Stained Glass Window in Manchester Catherdral
News of AOUG in the North West (08)
It was a beautiful sunny morning when a group of AOUG enthusiasts met at the Coffee House opposite Manchester Cathedral. There is a lot of development around this area which came as a necessity due to the Manchester bombings. Fortunately the Cathedral that had suffered in World War II was spared by the more recent bombings.
The Cathedral, which is smaller than others I have visited, is an example of a late medieval collegiate church and this was a reflection of the significance of the town of Manchester as a regional centre by this time in history. The Cathedral stands North of the modern town centre built upon sandstone between the River Irwell and the River Irk. It dates back to 1421 but many parts were added at a later date. Our visit to the interior was at an unfortunate time as due to the preparation for a concert that was to be performed that same evening, a stage had been set up in the nave which obscured the visitors’ view of the full length of the Cathedral. However the group was able to enjoy a leisurely walk around.

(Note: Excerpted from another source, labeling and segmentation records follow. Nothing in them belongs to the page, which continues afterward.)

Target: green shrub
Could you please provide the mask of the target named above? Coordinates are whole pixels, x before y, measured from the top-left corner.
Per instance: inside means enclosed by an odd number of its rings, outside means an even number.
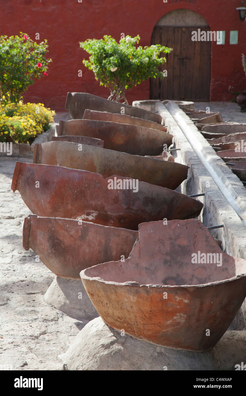
[[[49,129],[55,114],[41,103],[0,105],[0,141],[30,143]]]
[[[0,100],[18,103],[36,78],[48,75],[47,40],[38,44],[26,34],[0,36]]]
[[[166,61],[159,58],[161,53],[169,53],[172,48],[160,44],[144,48],[135,46],[140,37],[130,36],[122,38],[118,44],[111,36],[101,40],[88,39],[80,42],[80,47],[90,54],[89,60],[83,63],[92,70],[100,85],[110,90],[110,100],[119,102],[123,99],[128,103],[125,90],[149,78],[164,78],[159,70]]]

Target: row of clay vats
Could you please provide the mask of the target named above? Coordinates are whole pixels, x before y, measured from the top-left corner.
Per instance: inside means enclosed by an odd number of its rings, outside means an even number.
[[[218,112],[183,110],[219,156],[246,184],[246,124],[223,122]]]
[[[73,119],[35,145],[33,164],[17,162],[11,186],[34,213],[23,247],[56,275],[45,301],[147,342],[209,349],[245,297],[246,261],[174,190],[188,168],[160,116],[87,93],[68,93],[66,109]]]

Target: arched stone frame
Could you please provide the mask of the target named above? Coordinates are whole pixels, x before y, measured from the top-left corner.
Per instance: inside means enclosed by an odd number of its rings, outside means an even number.
[[[209,100],[210,93],[211,42],[192,42],[192,32],[210,30],[206,20],[191,10],[173,10],[163,15],[153,29],[151,44],[173,48],[165,55],[167,63],[164,79],[150,82],[151,99]]]

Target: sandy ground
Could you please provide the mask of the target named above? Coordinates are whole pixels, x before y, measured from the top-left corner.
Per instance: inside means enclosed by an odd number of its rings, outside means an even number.
[[[0,158],[0,370],[62,370],[58,355],[85,324],[43,301],[54,275],[22,247],[22,223],[30,212],[10,189],[16,160]]]
[[[225,120],[246,122],[246,113],[235,103],[197,102],[195,108],[208,106],[220,111]],[[55,122],[69,119],[63,112]],[[0,158],[0,370],[62,370],[58,355],[86,324],[43,301],[54,275],[22,247],[22,223],[30,211],[19,192],[10,190],[16,160]]]

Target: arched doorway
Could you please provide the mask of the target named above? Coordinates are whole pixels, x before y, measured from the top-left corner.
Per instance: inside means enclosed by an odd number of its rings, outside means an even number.
[[[151,44],[173,48],[165,55],[165,78],[151,79],[150,99],[209,100],[211,69],[211,42],[192,41],[192,32],[210,30],[205,20],[190,10],[170,11],[155,26]]]

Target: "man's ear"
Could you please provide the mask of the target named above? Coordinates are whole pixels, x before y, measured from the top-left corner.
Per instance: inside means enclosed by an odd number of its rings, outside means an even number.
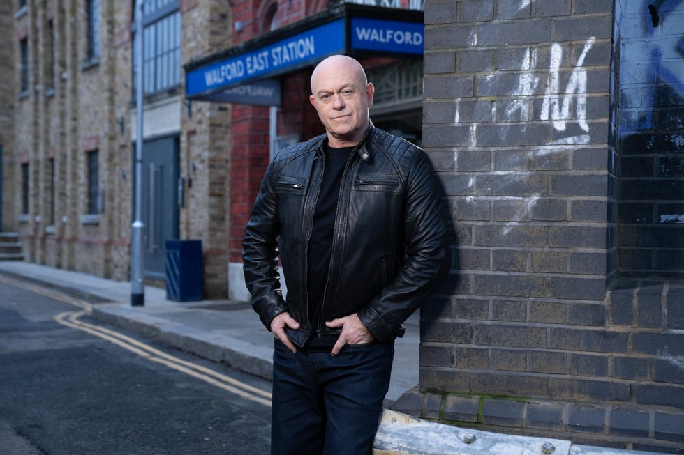
[[[366,98],[368,99],[368,107],[373,105],[373,94],[376,93],[376,88],[371,82],[366,86]]]

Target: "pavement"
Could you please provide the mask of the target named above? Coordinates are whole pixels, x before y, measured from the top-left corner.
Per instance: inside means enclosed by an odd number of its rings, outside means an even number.
[[[0,275],[75,294],[95,302],[93,316],[102,322],[271,380],[273,336],[246,302],[176,302],[166,298],[165,289],[146,286],[144,304],[133,307],[129,282],[16,261],[0,261]],[[417,311],[404,327],[406,334],[395,342],[386,407],[418,384]]]
[[[144,305],[131,305],[131,284],[87,273],[15,261],[0,261],[0,275],[23,279],[67,291],[93,303],[92,315],[200,357],[271,380],[273,336],[246,302],[175,302],[165,289],[145,286]],[[655,455],[572,444],[569,440],[518,436],[435,423],[389,410],[418,384],[419,325],[416,312],[404,323],[406,335],[395,344],[386,409],[373,453],[387,455]],[[0,428],[0,434],[6,429]],[[21,452],[17,452],[21,453]]]

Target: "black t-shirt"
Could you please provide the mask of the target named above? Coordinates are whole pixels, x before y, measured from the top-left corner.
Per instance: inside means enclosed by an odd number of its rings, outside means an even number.
[[[308,314],[312,320],[322,303],[330,265],[330,248],[335,228],[335,213],[342,174],[353,147],[326,146],[320,192],[313,217],[313,231],[308,249]],[[315,327],[313,327],[314,330]],[[315,332],[314,332],[315,333]]]

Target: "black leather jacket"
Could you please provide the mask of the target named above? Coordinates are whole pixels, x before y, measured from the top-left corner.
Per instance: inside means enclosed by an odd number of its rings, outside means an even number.
[[[353,313],[376,339],[393,339],[429,293],[444,257],[437,178],[422,150],[369,126],[344,170],[320,318],[310,323],[308,247],[325,140],[283,150],[266,171],[242,242],[252,305],[269,330],[289,311],[300,328],[288,335],[300,347],[311,333],[336,332],[325,321]]]

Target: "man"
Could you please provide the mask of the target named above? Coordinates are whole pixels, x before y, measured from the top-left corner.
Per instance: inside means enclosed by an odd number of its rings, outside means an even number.
[[[272,454],[371,451],[394,340],[442,263],[434,171],[373,126],[374,90],[353,59],[319,63],[310,101],[326,134],[276,156],[246,229],[246,282],[275,337]]]

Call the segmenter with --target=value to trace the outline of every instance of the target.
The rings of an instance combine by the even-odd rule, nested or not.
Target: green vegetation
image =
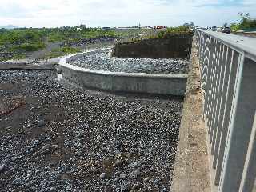
[[[50,58],[80,52],[80,49],[72,47],[72,43],[70,42],[77,42],[82,39],[113,37],[120,38],[125,41],[136,42],[143,38],[164,38],[188,33],[191,32],[187,26],[171,27],[163,30],[139,28],[104,30],[86,28],[85,26],[49,29],[0,29],[0,59],[23,58],[30,52],[42,50],[46,49],[46,46],[47,50],[49,47],[50,50],[52,49],[48,45],[54,42],[62,42],[62,44],[61,47],[47,51],[43,58]],[[67,45],[67,46],[63,46],[64,45]]]
[[[166,30],[160,31],[157,38],[168,38],[174,36],[192,34],[193,31],[189,26],[180,26],[178,27],[169,27]]]
[[[128,42],[138,42],[142,39],[149,38],[170,38],[180,35],[192,35],[193,30],[189,26],[180,26],[177,27],[168,27],[166,29],[157,30],[157,33],[150,34],[146,36],[135,37],[129,39]]]
[[[250,18],[250,14],[239,13],[239,18],[238,23],[231,24],[232,30],[256,30],[256,19]]]
[[[104,30],[97,28],[80,26],[66,26],[59,28],[20,28],[14,30],[0,29],[0,55],[1,60],[24,58],[26,53],[41,50],[50,42],[78,42],[84,38],[98,38],[102,37],[120,37],[121,34],[114,30]],[[48,53],[48,56],[73,54],[79,50],[72,47],[62,47]],[[6,58],[4,58],[6,55]]]

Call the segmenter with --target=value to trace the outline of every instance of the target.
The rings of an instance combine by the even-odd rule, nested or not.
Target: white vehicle
[[[213,26],[211,27],[211,30],[212,30],[212,31],[217,31],[217,26]]]

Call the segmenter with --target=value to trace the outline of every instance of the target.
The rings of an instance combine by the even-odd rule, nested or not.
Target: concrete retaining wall
[[[118,58],[190,58],[192,36],[144,39],[116,44],[112,56]]]
[[[94,52],[61,59],[59,66],[64,78],[82,87],[108,91],[184,95],[186,74],[110,72],[84,69],[68,63],[85,54]]]

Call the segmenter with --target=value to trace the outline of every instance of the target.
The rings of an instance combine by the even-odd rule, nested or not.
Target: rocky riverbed
[[[170,191],[182,101],[0,70],[0,191]]]
[[[111,50],[87,54],[70,62],[83,68],[126,73],[187,74],[190,60],[111,57]]]

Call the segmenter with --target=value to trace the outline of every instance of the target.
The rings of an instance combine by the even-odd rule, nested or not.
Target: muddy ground
[[[182,98],[0,70],[0,191],[170,191]]]

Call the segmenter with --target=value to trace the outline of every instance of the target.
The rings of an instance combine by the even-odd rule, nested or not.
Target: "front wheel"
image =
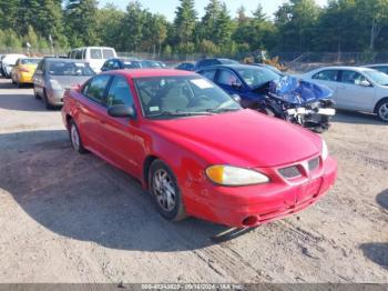
[[[187,217],[176,178],[161,160],[155,160],[151,164],[149,185],[157,211],[163,218],[170,221],[181,221]]]
[[[388,99],[381,100],[377,104],[377,116],[384,122],[388,122]]]
[[[70,134],[71,146],[73,147],[73,149],[79,153],[85,153],[86,150],[85,148],[83,148],[80,131],[78,130],[78,127],[73,120],[70,121],[69,134]]]

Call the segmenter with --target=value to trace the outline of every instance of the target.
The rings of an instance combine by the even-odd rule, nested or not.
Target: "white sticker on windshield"
[[[150,111],[151,111],[151,112],[159,111],[159,107],[150,107]]]
[[[214,88],[214,86],[205,79],[195,79],[195,80],[191,80],[191,82],[201,89]]]

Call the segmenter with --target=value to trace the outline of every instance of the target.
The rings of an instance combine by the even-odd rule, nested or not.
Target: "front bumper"
[[[63,106],[64,90],[45,89],[48,101],[51,106]]]
[[[259,171],[268,177],[278,175],[276,169]],[[257,227],[314,204],[334,185],[336,178],[337,162],[328,158],[308,178],[277,178],[267,184],[253,187],[213,185],[212,190],[203,190],[206,198],[194,202],[187,212],[228,227]]]
[[[32,76],[33,76],[32,73],[20,73],[19,83],[32,84],[33,83]]]

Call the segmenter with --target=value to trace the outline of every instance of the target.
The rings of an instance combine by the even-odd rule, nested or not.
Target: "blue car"
[[[224,64],[197,71],[251,108],[324,132],[335,116],[333,91],[265,67]]]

There were many stained glass windows that had been added mostly at the beginning of the 19th Century. There was one special window known as the ‘Window of Fire’ which added to commemorate the Manchester bombing in the World War II. At the West end of the North Aisle was a free standing figure of Humphrey Chetham which was produced by W. Theed in 1853 and at the base of this statue is the information regarding Chetham’s bequest to found a blue coat school and a free library in the College of Priests which was completed between 1654 and 1658.